The Metro: O'Donnell

All over Spain there's no shortage of Irish bars - O'Neill's, O'Reilly's, Finnegan's, O'Connor's....
O'Donnell however is not one of them. One stop in the other direction from Manuel Becerra, this Metro station is named for its location on Calle O'Donnell, which in turn is named after this bloke, Leopoldo: 

What on earth is an Irishman doing commemorated amongst the famous names of Spain, you might ask, somewhat racistly. Well, it turns out he's as Spanish as paella, tortilla, and siestas. Born in Tenerife in 1809, he was Spain's Prime Minister not once but three times, and gave his name to not one but two barrios of Madrid - O'Donnell, and Tetuán (of which he was Duke).

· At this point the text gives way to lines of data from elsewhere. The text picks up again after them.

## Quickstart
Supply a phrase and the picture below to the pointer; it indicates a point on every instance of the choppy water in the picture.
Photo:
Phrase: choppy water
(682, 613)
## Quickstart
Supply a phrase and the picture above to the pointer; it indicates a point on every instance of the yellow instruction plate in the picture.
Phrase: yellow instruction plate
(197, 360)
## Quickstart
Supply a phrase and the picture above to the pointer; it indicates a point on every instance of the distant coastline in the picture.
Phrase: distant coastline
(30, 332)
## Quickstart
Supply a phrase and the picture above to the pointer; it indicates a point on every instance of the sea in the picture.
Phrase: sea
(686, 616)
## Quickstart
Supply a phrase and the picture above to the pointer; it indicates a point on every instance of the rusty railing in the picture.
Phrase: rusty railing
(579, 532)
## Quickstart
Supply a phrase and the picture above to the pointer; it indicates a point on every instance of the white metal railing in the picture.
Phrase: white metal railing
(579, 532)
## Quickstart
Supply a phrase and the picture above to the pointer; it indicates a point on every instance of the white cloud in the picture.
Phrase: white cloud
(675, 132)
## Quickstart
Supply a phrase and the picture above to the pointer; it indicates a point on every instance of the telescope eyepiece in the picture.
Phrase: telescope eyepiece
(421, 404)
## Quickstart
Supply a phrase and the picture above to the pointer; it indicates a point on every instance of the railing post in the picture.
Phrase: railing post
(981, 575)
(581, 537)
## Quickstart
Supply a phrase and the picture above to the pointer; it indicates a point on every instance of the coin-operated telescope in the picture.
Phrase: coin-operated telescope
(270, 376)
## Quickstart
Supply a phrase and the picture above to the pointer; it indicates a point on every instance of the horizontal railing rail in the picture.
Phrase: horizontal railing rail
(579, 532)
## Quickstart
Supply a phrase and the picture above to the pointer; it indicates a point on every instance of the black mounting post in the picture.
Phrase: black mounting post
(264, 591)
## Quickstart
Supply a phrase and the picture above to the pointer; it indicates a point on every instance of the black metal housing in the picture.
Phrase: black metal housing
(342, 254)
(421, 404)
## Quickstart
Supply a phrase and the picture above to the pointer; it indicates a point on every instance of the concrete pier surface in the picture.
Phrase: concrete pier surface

So what did he do? Well, he led a failed coup, was exiled, returned to favour, was in charge of a brutal repression of Cuba, aggressively pursued imperial expansion, led the army in its invasion of Morocco, foiled a revolt and was finally dismissed by the Queen for brutality. So not an entirely spotless career then, but enough to be remembered, evidently. And his name? He was the descendent of an Irish king no less, but it was his grandfather who first took the O'Donnell name to Spain, after becoming a general in the Irlanda regiment of the Spanish army. Due to their common Catholic beliefs, Irishmen had been fighting for Spain since 1580. The O'Donnells became part of the noble families not just of Spain, but France and Austria as well, and their descendents are still around today.